その「庭園について」のエッセイの中では、王侯に相応しい庭園としてひと月ごとに楽しめる旬の美しい花や果実の木を揃えることや植物の香りが漂う甘美さを重視した記述となっていて、庭園にも細かい注文を示し、芝生・小道・庭園の区切り方や庭園を囲むアーチの生け垣の設定や噴水の分類の説明など細部に渡っている。

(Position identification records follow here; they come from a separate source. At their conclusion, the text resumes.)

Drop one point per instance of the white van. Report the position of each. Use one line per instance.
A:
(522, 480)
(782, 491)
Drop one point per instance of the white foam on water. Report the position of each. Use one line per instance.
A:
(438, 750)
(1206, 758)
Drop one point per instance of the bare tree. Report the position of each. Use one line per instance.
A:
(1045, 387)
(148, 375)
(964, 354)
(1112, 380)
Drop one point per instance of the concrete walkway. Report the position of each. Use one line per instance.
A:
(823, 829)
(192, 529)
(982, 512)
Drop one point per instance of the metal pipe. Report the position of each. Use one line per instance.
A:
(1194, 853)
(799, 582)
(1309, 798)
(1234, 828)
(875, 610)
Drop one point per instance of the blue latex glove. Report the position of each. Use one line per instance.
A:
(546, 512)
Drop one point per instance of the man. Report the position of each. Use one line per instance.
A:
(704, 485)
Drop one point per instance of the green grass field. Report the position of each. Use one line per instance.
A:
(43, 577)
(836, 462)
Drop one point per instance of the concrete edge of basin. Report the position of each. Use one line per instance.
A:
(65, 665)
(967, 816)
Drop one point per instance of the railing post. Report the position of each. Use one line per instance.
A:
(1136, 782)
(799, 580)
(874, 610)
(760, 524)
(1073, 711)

その構想を草案にゴランベリー・ハウスで手掛け、庭園中央には湖を造り、七つの人工島を浮かべ、橋を渡した中央の島には館を建て、外周に浮かぶ六つの島は岩だけの島、花一面の島など各々異なる特徴を持たせ、更にはベーコン厳選の石が歩道や湖の底には敷き詰められていたという。
晩年は収賄によって失脚しゴランベリーハウスに隠棲したものの研究と著述に専念し続けた。

ベーコンと言えば、知識は生まれつき全く無い、生きていく上で積み上げていくものとした「経験論」が有名だが、正しい知識を取り入れる上で障害になる思い込みを指した「イドラ」を4つ掲げた。
その「イドラ」うまく知識を積み上げていく上で妨げになるものが、種族のイドラ(人間特有の思い込み)、洞窟のイドラ(生きた環境による思い込み)、市場のイドラ(噂による思い込み)、劇場のイドラ(権威による思い込み)で、ベーコンは思い込みや偏見を捨て、実際に見聞きしたことを根拠に思考することを主張した。
十六世紀に生まれ十七世紀にかけて生きたベーコンの思想は現代の様相にもそのまま当て嵌まるように感じる。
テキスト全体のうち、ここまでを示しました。